Будучи истинным выразителем духа Христова, св. Иоанн в качестве пастыря главным образом заботился о тех труждающихся и обремененных, которых с безграничной любовью призывал к Себе и Сам Спаситель Христос. Его любящее сердце особенно было открыто для меньшей братии, и он, как попечительный отец, вникал во все ее нужды, не только духовные, но и материальные, житейские. Когда положение бедных жителей становилось почему-либо особенно тяжелым, Златоуст смело выступал ходатаем за них, и если причиною ухудшения их положения была алчность или притеснения со стороны богатых, то он как истинный народный попечитель сильно укорял последних, не жалея слов для изобличения их алчности и жестокости. По временам проповеди Иоанна почти исключительно заняты были положением бедных жителей города, так что высказывались даже упреки ему за то, что он только и говорит о бедных, как будто другие и не заслуживают его внимания и назидания. Златоуст на это отвечал, что ему дорого спасение всех, богатых или бедных; но о бедных он особенно заботится потому, что в попечении пастыря нуждаются не только их души, но и тела, почему и Спаситель на страшном суде будет спрашивать, накормили ли мы голодного, одели ли нагого. «Посему я не перестану повторять: давайте бедным, – и буду неустанным обвинителем тех, кто не дает»[15].
И действительно, он никогда не переставал повторять этого призыва и был истинным отцом бедных и нищих, тем нищелюбцем, нищелюбие которого и сделало его особенно дорогим для православного русского народа, и доселе считающего нищелюбие и милостыню главною добродетелью всякого истинного христианина.
Милосердие св.
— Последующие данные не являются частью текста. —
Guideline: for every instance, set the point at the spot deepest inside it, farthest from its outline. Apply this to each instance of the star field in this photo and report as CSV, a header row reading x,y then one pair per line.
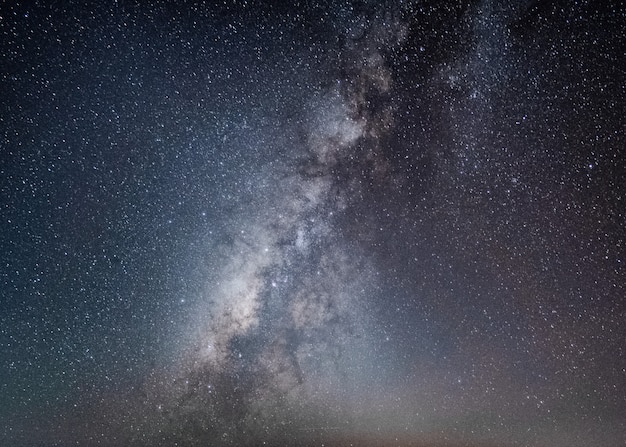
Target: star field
x,y
319,223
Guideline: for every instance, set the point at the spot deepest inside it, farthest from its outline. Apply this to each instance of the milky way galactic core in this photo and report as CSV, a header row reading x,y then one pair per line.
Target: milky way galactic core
x,y
320,223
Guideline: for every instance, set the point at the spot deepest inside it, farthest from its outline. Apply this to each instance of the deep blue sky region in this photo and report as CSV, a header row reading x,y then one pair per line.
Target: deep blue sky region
x,y
338,223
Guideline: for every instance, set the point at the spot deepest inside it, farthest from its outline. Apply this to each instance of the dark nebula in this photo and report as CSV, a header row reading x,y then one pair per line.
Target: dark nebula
x,y
313,223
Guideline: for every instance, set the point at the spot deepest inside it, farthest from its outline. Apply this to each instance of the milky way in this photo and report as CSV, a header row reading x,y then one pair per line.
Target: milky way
x,y
334,223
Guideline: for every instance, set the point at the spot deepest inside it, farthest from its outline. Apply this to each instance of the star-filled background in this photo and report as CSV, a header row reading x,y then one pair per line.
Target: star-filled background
x,y
313,223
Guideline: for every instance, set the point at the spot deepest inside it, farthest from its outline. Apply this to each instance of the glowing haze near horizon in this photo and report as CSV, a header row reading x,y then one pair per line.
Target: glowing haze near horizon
x,y
328,223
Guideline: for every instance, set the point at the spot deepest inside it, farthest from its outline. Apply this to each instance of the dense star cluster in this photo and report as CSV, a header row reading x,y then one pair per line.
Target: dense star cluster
x,y
339,223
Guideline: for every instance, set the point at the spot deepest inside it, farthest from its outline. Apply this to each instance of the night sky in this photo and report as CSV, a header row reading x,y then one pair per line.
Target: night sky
x,y
313,223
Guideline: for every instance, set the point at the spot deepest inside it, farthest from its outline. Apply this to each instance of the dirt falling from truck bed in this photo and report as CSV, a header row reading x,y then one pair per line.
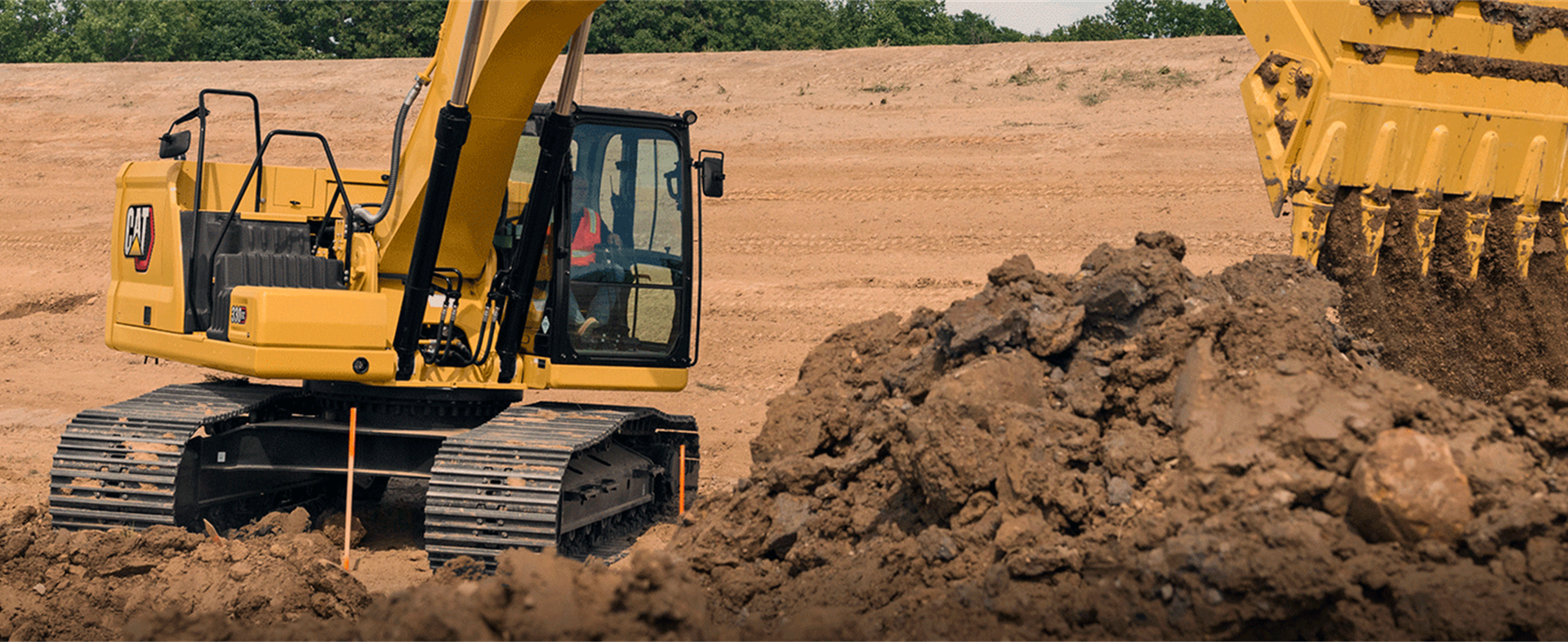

Иоанна Златоуста ярко обнаруживалось и в его отношении к грехам и порокам своего народа. Сам будучи великим и суровым подвижником, он был непримиримым врагом и обличителем всякого греха, неумолимым гонителем всяких пороков и страстей и вел с ними ожесточенную борьбу. Зорко следя за всеми движениями как во внешней, так и во внутренней жизни своей паствы, он грозно бичевал все уклонения от святости и христианского долга, и его обличительные речи по временам звучали как раскаты громов небесных, и слушатели трепетали, представляя себе те страшные муки, которые они уготовили себе своими делами. Но эта вражда ко грехам и порокам у св. Иоанна никогда не переходила во вражду к самим грешникам. Напротив, чем сильнее он метал громы обличения против грехов, тем большими сожалением и любовью проникался к самим грешникам, видя в них заблудших овец, требующих любящего попечения пастыря. Поэтому, лишь только он замечал действие своих угроз, как смягчал свой тон, вместо громов из его уст раздавались слова любви и ободрения, и главным предметом его беседы становилась уже бесконечность милосердия Божия, пред которым всякий человеческий грех тонет, как капля в океане.
Любимым его текстом было изречение Спасителя: «Сын человеческий пришел не: погублять души человеческие, а спасать» (Лук.9:56), и, развивая его смысл, св. Иоанн старался внушить своим слушателям ту мысль, что нет такого греховного падения, от которого не мог бы восстать человек, и его рассуждения производили тем более сильное впечатление, что часто подтверждались наглядными примерами не только из Библии, но и современной жизни.
«Не слыхали ли вы, – говорил он однажды, – о той блуднице, которая превосходила всех погибших женщин и которая впоследствии превзошла всех святых своим благочестием? Я говорю не о той, что в Евангелии, а о той, которая была столь знаменитой около времени моего рождения. Происходя из самого развращенного города Финикии, она занимала первое место в театре, и слава о ней распространялась до Киликии и Каппадокии. Скольких богачей она разорила! Скольких молодых людей соблазнила! Ее обвиняли даже в чародействе, как будто одной ее красоты, без любовных чар и волхвований, было недостаточно для ее страсти – пожирать свои жертвы. Она уловила в свои сети даже брата императрицы. Никто не мог выстоять против ее всемогущества. И вдруг, я не знаю как, или лучше сказать, я знаю, что переменой своей воли достигнув благодати Божией, она вырвалась из пленивших ее бесовских обольщений и направила свой путь к небу. Та, с которой никто не мог равняться в бесстыдстве на сцене, сделалась образцом целомудрия и, одевшись в власяницу, проводила свою жизнь в покаянии. Напрасно префект, побуждаемый некоторыми лицами, хотел заставить ее возвратиться на театральную сцену, и даже воины, посланные за нею, не могли взять ее из убежища приютивших ее девственниц. Допущенная к святым тайнам, очищенная благодатью, она достигла высшей добродетели, никогда не показывалась своим поклонникам, и заключилась в своего рода темнице, где и провела несколько лет. Так первые будут последними, и последние первыми. Будем же надеяться, что и нам ничто не воспрепятствует сделаться великими и славными»[16].